Leur ralliement en 1940 renforça précieusement le parti de la guerre en Afrique, rompit cette sorte d’envoûtement, d’inhibition qui y inclinait les esprits à la veule acceptation sous le coup de la victoire foudroyante d’Hitler en France. Du coup nos amis du Congo Belge furent assurés dans leur détermination et ne balancèrent plus à suivre le gouvernement belge réfugié à Londres. Le Maréchal Smuts a dit lui-même qu’il fut aussi, et du même fait, grandement aidé en Afrique du Sud à vaincre l’esprit de neutralisme.

Dans les terres françaises d’outre-mer non ralliées, l’événement provoqua des réactions complexes, mais sans aucun doute il porta un coup d’arrêt décisif à l’esprit de collaboration. Certaines complicités furent exclues du jour où la preuve eut été administrée que, des mouvements de rébellion étaient possibles et conduisaient au combat. Il est sûr que si nulle part l’esprit de soumission n’avait rencontré d’obstacle outre-mer, il y eut fait de terribles progrès car c’est un mal insidieux qui s’attaque à la racine, à l’énergie vitale.

Or, les mauvaises intentions de certains des gouvernants de Vichy de l’époque sont évidentes. Je n’en veux pour preuve que cette mauvaise affaire de Syrie, où ils n’hésitèrent pas à sortir de la neutralité que leur imposaient l’armistice et notre traité d’alliance avec la Grande-Bretagne, pour fournir aux ennemis de cette dernière des aéroports français, des trains de matériel de guerre français. Or l’armistice n’étant pas la paix, l’ennemi restant l’Allemand, c’était une félonie, un crime d’intelligence avec l’ennemi, contre un Allié dont en fin de compte la victoire était notre seule chance.

Un acte semblable, par exemple la mise à la disposition des Allemands d’une base de sous-marins, n’eut pu être tenté en Afrique sans être publiquement dénoncé et provoquer une dangereuse agitation.
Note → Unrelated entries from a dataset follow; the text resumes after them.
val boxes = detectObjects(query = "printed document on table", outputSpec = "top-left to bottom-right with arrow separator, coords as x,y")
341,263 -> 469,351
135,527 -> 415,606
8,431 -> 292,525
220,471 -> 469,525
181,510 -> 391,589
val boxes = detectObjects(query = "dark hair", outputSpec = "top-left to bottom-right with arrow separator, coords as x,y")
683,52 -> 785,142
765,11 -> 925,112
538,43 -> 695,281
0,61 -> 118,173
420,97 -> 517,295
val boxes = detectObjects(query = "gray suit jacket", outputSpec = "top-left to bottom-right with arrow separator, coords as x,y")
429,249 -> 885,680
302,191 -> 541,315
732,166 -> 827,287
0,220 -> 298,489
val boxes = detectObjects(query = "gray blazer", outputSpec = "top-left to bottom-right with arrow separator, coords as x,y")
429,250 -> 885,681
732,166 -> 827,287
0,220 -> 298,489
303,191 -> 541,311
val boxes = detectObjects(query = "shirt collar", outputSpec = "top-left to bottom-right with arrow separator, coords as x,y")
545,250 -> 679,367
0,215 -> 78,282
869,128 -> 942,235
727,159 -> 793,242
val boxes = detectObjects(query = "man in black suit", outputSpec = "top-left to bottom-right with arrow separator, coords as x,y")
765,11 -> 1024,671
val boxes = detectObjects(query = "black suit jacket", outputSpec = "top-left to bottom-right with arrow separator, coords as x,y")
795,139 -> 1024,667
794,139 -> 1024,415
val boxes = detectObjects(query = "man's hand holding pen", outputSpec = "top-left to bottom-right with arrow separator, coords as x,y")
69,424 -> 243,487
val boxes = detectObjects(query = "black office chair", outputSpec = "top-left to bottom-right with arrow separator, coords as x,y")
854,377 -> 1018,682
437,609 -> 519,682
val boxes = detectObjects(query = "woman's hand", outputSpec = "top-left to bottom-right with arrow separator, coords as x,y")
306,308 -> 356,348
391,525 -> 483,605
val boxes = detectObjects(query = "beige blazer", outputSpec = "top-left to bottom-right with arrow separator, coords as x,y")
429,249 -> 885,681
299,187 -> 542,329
Et cela avant tout parce que des territoires français géographiquement proches et proches parents avaient donné un exemple qui pouvait être suivi.

Les territoires d’outre-mer de la France Libre réalisèrent encore un autre bénéfice, ils sortirent de la guerre plus étroitement unis à la mère patrie, bien orientés, et d’un commun accord, sur la voie de l’évolution nécessaire.
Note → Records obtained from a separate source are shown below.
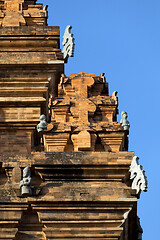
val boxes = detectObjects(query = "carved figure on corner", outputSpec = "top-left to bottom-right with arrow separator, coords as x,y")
62,25 -> 75,63
129,156 -> 148,195
37,114 -> 47,132
120,111 -> 130,131
20,167 -> 32,197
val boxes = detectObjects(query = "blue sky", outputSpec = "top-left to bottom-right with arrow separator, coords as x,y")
38,0 -> 160,240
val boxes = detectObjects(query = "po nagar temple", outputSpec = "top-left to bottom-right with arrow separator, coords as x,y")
0,0 -> 147,240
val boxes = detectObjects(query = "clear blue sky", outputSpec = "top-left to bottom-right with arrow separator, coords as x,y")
38,0 -> 160,240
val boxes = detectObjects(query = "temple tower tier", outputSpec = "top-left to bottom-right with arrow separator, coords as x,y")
0,0 -> 147,240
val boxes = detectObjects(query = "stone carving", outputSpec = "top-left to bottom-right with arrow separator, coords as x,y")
20,167 -> 32,197
37,115 -> 47,132
120,111 -> 130,131
129,156 -> 147,195
62,25 -> 75,63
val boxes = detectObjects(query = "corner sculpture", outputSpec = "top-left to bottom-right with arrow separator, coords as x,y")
37,115 -> 47,132
129,156 -> 148,195
120,111 -> 130,131
20,167 -> 32,197
62,25 -> 75,63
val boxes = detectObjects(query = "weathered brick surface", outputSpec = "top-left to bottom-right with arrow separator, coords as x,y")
0,0 -> 138,240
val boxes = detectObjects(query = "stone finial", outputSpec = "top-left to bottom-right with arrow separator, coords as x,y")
129,156 -> 148,195
20,167 -> 32,197
37,114 -> 47,132
62,25 -> 75,63
120,111 -> 130,131
100,73 -> 106,83
2,0 -> 26,27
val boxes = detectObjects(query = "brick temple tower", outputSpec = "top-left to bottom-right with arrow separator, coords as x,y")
0,0 -> 147,240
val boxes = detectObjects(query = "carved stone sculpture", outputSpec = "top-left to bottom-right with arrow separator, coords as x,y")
120,111 -> 130,131
20,167 -> 32,197
37,115 -> 47,132
62,25 -> 75,63
129,156 -> 147,195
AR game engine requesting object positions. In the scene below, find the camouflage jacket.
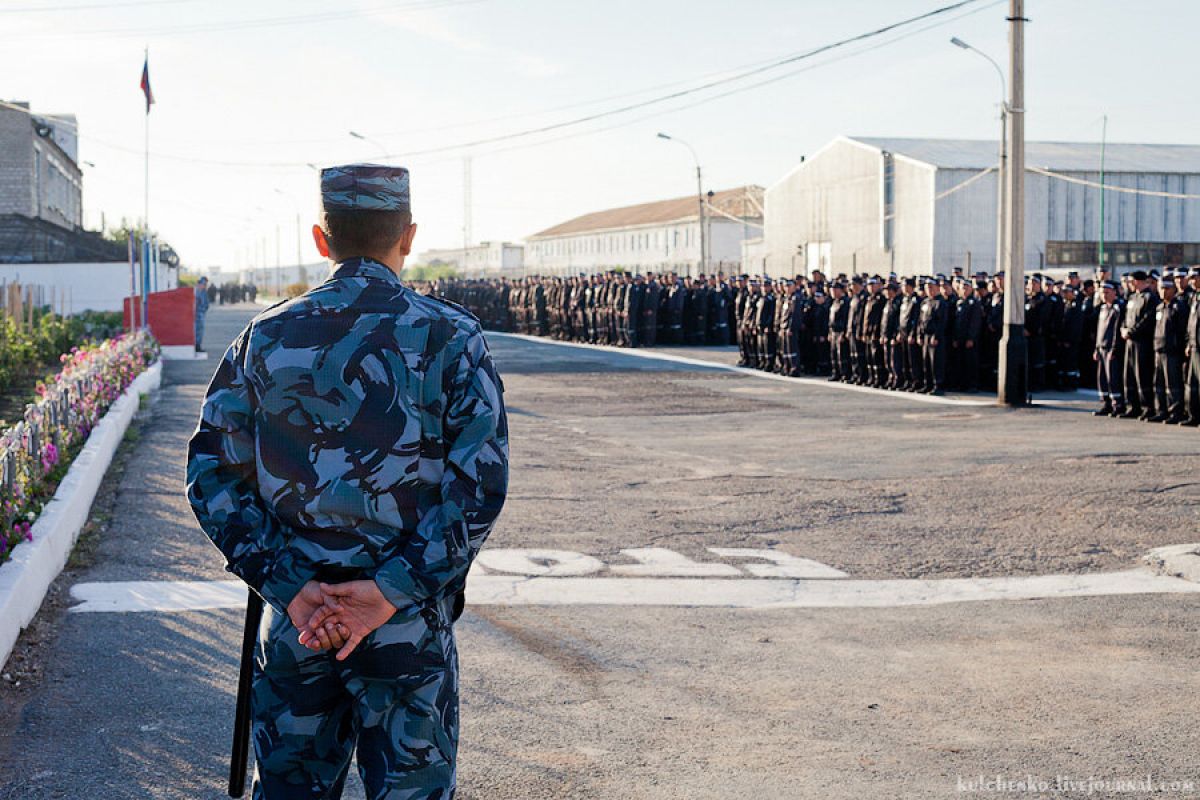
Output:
[187,258,508,612]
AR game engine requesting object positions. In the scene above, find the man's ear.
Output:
[312,225,331,258]
[400,222,416,255]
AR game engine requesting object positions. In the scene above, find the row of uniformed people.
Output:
[434,272,736,347]
[736,273,1002,393]
[1093,266,1200,427]
[436,269,1200,420]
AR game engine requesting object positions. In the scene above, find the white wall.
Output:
[524,217,760,275]
[763,139,901,277]
[0,261,169,313]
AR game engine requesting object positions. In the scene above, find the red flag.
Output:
[142,56,154,114]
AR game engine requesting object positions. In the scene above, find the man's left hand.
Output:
[300,581,396,661]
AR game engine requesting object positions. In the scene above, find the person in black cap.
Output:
[1057,283,1084,392]
[755,277,779,372]
[1181,266,1200,428]
[918,281,949,395]
[950,279,983,393]
[880,279,904,391]
[847,275,868,385]
[733,275,751,367]
[1146,275,1188,425]
[829,281,853,383]
[863,275,888,389]
[898,278,925,392]
[805,284,832,375]
[1025,272,1046,392]
[1121,270,1158,419]
[1093,281,1126,416]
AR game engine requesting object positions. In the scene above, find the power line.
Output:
[357,0,980,158]
[18,0,995,169]
[0,0,485,38]
[0,0,199,14]
[436,0,1007,163]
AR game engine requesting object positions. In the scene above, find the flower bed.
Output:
[0,331,160,563]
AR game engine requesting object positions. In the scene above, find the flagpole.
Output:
[142,44,150,234]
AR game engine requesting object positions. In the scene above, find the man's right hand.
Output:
[288,581,346,650]
[300,581,396,661]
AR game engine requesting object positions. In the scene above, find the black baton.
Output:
[229,589,263,798]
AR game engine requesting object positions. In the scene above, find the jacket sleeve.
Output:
[187,327,316,613]
[374,330,509,608]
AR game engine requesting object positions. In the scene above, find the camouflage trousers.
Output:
[252,603,458,800]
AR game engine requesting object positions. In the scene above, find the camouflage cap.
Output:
[320,164,412,211]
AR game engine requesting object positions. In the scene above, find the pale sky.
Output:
[0,0,1200,271]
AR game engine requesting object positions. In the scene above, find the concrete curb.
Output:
[1144,543,1200,583]
[0,361,162,664]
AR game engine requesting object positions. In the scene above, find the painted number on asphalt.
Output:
[475,547,846,578]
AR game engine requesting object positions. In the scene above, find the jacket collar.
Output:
[334,255,400,287]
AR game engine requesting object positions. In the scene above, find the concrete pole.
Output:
[996,107,1008,272]
[696,164,708,275]
[997,0,1028,405]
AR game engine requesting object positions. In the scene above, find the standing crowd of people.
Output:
[208,283,258,305]
[432,267,1200,426]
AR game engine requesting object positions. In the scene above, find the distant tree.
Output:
[100,217,179,266]
[401,264,458,281]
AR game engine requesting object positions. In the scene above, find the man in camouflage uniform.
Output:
[187,164,508,800]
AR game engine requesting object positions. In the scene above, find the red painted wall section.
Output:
[125,287,196,347]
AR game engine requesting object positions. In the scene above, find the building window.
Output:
[880,150,896,251]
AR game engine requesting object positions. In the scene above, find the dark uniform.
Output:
[755,278,778,372]
[1096,283,1126,416]
[1184,267,1200,426]
[1121,272,1158,417]
[900,278,925,392]
[1150,278,1188,423]
[918,287,949,395]
[953,294,983,392]
[829,284,853,383]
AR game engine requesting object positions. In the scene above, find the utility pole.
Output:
[462,156,474,255]
[1099,114,1109,270]
[659,133,708,273]
[997,0,1028,405]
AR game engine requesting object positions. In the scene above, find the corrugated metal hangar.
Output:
[763,137,1200,276]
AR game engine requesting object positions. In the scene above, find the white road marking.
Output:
[475,547,604,578]
[71,569,1200,612]
[708,547,846,578]
[610,547,742,578]
[71,581,246,612]
[486,331,996,407]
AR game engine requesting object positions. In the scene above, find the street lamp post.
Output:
[950,36,1008,281]
[659,133,708,275]
[997,0,1028,405]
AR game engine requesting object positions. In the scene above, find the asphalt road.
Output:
[0,303,1200,800]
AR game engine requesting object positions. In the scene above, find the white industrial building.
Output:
[763,137,1200,276]
[418,241,524,277]
[526,186,763,275]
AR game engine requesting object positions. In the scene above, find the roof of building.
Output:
[527,186,763,239]
[846,137,1200,174]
Que l’on considère que tous les soulèvements qui se sont produits contre la souveraineté française depuis 1944 ont atteint des pays qui avaient accepté l’armistice et qui ont été plus tard ramenés dans la guerre par ou avec des interventions militaires alliées. Là où les canons et les uniformes étrangers ont ouvert la voie au retour dans la guerre, la France, prenant figure d’être une deuxième fois vaincue, a essuyé une terrible perte d’autorité et de prestige. L’énumération des événements est tristement éloquente, elle suit presque l’ordre chronologique des interventions : Syrie et Liban, Madagascar, Tunisie, Maroc, Algérie.
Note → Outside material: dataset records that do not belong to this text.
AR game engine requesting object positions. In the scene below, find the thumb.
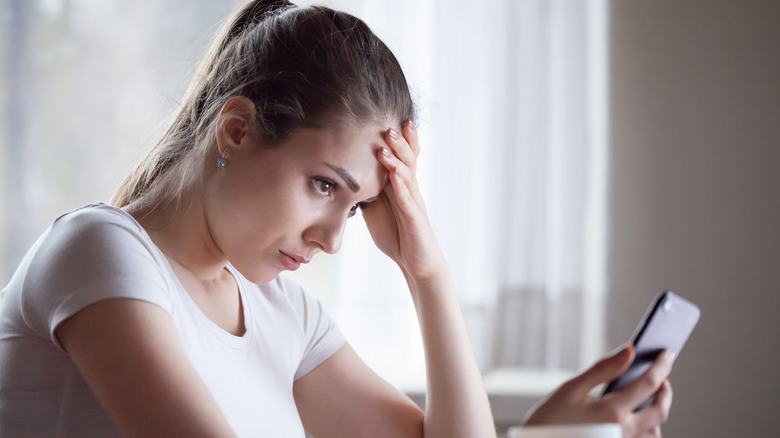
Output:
[569,345,636,397]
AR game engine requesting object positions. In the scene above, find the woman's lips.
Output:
[279,251,302,271]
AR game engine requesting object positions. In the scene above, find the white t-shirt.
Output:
[0,204,344,438]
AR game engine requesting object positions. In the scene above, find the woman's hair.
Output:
[111,0,414,207]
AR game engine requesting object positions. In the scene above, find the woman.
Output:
[0,1,671,438]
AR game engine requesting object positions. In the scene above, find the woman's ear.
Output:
[216,96,256,156]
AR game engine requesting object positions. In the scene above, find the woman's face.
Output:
[204,123,387,283]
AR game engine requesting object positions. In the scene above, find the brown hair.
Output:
[111,0,414,207]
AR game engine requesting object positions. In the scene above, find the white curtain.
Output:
[0,0,607,389]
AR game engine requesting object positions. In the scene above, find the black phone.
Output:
[601,291,701,412]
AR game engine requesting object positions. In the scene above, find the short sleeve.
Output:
[21,204,172,349]
[278,276,345,380]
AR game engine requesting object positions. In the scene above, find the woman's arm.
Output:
[55,298,235,438]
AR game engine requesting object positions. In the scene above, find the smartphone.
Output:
[601,291,701,412]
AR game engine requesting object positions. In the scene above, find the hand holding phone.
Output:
[602,291,701,411]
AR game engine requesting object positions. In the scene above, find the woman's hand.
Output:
[525,347,672,438]
[363,120,447,282]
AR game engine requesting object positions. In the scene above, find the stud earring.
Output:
[217,148,230,169]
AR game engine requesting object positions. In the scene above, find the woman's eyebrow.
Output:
[327,164,360,193]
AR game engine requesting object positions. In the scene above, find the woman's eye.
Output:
[312,178,336,196]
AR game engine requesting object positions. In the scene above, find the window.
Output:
[0,0,607,404]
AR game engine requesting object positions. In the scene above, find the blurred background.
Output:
[0,0,780,437]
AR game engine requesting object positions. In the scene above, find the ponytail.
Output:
[111,0,414,207]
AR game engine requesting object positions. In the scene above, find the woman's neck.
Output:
[124,191,228,284]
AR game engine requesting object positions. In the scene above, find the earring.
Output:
[217,148,230,169]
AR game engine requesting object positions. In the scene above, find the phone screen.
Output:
[602,291,701,411]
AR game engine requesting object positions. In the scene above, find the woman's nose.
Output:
[304,215,347,254]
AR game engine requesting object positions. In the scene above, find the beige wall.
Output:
[609,0,780,438]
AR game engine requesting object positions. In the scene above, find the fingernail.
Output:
[615,345,633,359]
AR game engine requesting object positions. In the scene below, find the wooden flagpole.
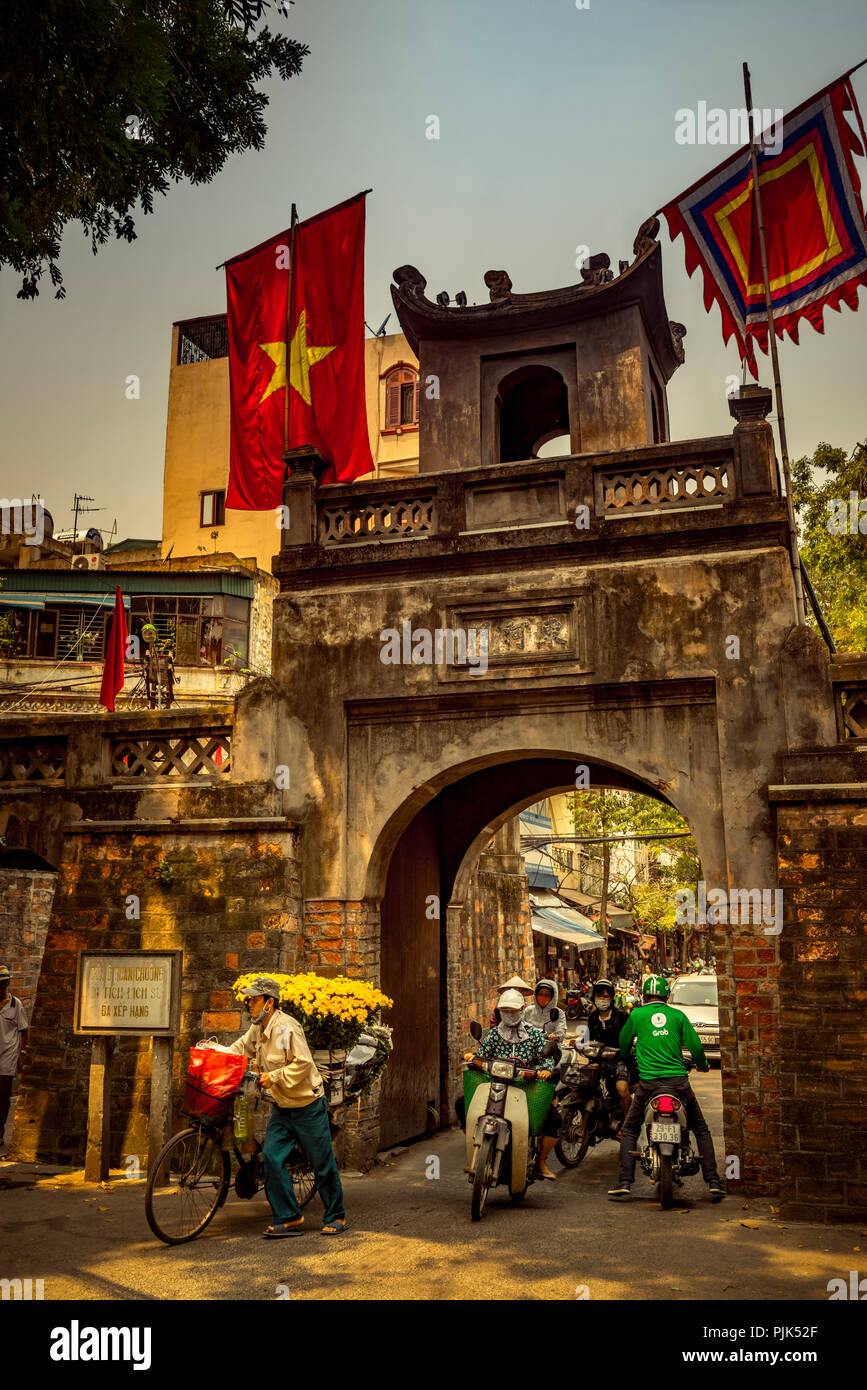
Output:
[743,63,806,626]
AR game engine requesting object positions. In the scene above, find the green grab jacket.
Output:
[620,999,709,1081]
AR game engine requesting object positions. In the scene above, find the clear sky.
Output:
[0,0,867,538]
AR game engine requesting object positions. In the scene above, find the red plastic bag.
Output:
[183,1047,247,1123]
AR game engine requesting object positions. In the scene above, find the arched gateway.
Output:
[274,216,867,1209]
[6,222,867,1222]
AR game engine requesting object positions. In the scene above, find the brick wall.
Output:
[11,821,300,1165]
[713,923,785,1197]
[777,788,867,1223]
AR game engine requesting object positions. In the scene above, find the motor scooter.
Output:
[463,1019,560,1220]
[635,1058,702,1211]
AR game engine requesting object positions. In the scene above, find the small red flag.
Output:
[100,585,126,713]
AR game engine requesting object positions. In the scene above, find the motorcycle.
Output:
[635,1058,702,1211]
[463,1019,559,1220]
[554,1043,622,1168]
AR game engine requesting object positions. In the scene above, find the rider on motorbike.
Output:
[464,990,560,1182]
[609,974,725,1202]
[588,980,635,1120]
[524,979,565,1047]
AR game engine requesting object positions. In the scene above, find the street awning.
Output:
[0,592,129,609]
[0,594,44,610]
[531,892,603,951]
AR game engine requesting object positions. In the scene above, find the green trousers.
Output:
[263,1095,346,1226]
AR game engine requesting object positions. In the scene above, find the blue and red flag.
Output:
[660,70,867,377]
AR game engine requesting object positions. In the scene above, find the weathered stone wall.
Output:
[0,869,57,1143]
[13,821,300,1165]
[777,784,867,1225]
[0,869,57,1017]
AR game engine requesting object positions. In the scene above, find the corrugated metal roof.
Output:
[0,569,254,599]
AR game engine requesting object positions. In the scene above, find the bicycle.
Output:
[145,1116,315,1245]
Que l’on considère aussi que ce sont les Français libres qui, à Brazzaville en 1945, ont jeté les premières bases d’une évolution sociale et politique qui s’est depuis développée dans la bonne foi et sans réticence.

Qui niera que nous ayons aujourd’hui cruellement à regretter qu’un esprit aussi libéral et objectif n’ait pas présidé en temps voulu à la politique française dans les pays d’Afrique du Nord, où le régime accepté de l’ordre nouveau avait au contraire accusé les antagonistes raciaux et d’intérêts et durci les positions? Et pourtant des Français libres, le général Catroux et le gouverneur général Chataigneau, y avait tracé la bonne voie, encore en temps utile.

Par tout cela, a bien été servie la France, la Grande France, l’Union Française. Nous le devons à des hommes courageux et purs qui ont su comprendre le message du général de Gaulle et agir virilement, à tous risques. De ces hommes, je ne citerai que quelques-uns, qui sont morts après avoir œuvré de manière décisive dans cet épisode : Éboué et d’Ornano au Tchad, Leclerc au Cameroun, Sicé à Brazzaville, Broche au Pacifique.

Au pied de notre monument, un hommage solennel sera rendu à la grande œuvre que ceux-là et leurs compagnons, Européens, Africains, Polynésiens, surent réaliser pour que la France, échappant à la barbarie, puisse continuer à tenir dans le monde son rôle civilisateur et humain.

Le général de Larminat

Extrait de la Revue de la France Libre, n° 99, juin 1957.